INTRODUCTION One useful approach for analyzing regulation of gene expression in higher eukaryotes is the study of trans-acting protein factors that modulate transcription rate through binding to a gene's cisacting DNA elements. Certain of such transcription factors have been shown to have their expression or activity regulated in a cell-type-specific, tissue-specific, or cell-cycle-dependent fashion (1 -4; for review, see 5). Few transcription factors, however, have been shown to be regulated during embryonic development. In Xenopus, most transcription factors responsible for gene expression at the onset of embryonic transcription, a stage called the midblastula transition (MBT; 6- 8), are believed to be maternal in origin. Proteins binding to CCAAT and ATF/AP- 1-like sequences have been found in nuclear extracts from early blastula embryos (9), a binding activity specific for *
To whom correspondence should be addressed
GenBank accession no. M59455
the cardiac actin CArG promoter element is present in unfertilized eggs (2), and heat-activatable heat shock transcription factor (HSF) activity has been demonstrated in unfertilized eggs and early embryos (10). All of these factors, since they are present before embryonic transcription is active, must be produced from maternal mRNA synthesized in the oocyte. One transcription factor that may play a role in development is AP-2. This protein was first identified and purified from HeLa cells as a 50-52 kDa binding activity that recognized sequences common to the enhancer elements of SV40 and the human metallothionein-IIA (hMT-IIA) gene (11 - 13) and stimulated transcription in vitro of gene constructions containing the hMTIIA promoter (12, 13).

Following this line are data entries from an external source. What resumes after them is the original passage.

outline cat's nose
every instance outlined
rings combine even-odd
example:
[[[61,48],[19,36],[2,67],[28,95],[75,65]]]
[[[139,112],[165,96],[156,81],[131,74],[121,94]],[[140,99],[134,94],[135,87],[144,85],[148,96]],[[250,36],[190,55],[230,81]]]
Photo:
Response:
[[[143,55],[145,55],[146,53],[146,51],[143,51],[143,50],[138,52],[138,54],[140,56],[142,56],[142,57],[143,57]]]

Binding sites for AP-2 have been found in a number of other human protein-coding genes, including proenkephalin (14), collagenase (15), growth hormone (12), and c-myc (12). From comparison of twelve such binding sites, a consensus sequence of 5'-CCCCAGGC-3' has been determined (13), although individual sites may vary substantially from the consensus. More recently, a cDNA encoding human AP-2 was cloned from a HeLa cDNA library (16). AP-2 expression has been shown to be stimulated transiently during retinoic acid-induced differentiation of NT2 human teratocarcinoma cells (16, 17). Retinoic acid is a morphogen involved in vertebrate limb bud pattern formation (18-20), so response of AP-2 expression to this morphogen has led to the proposal that AP-2 may have an important role in regulating gene expression in early development (16). In Xenopus, retinoic acid has also been shown to affect embryonic primary axis formation (21) and anteroposterior patterning of the central nervous system (22). In this paper, we report the cloning of a Xenopus cDNA that is homologous to human AP-2 cDNA. Developmental profiles of Xenopus AP-2 mRNA accumulation have revealed that expression is stage-dependent, suggesting that AP-2 may be a developmentally significant transcription factor in Xenopus embryogenesis.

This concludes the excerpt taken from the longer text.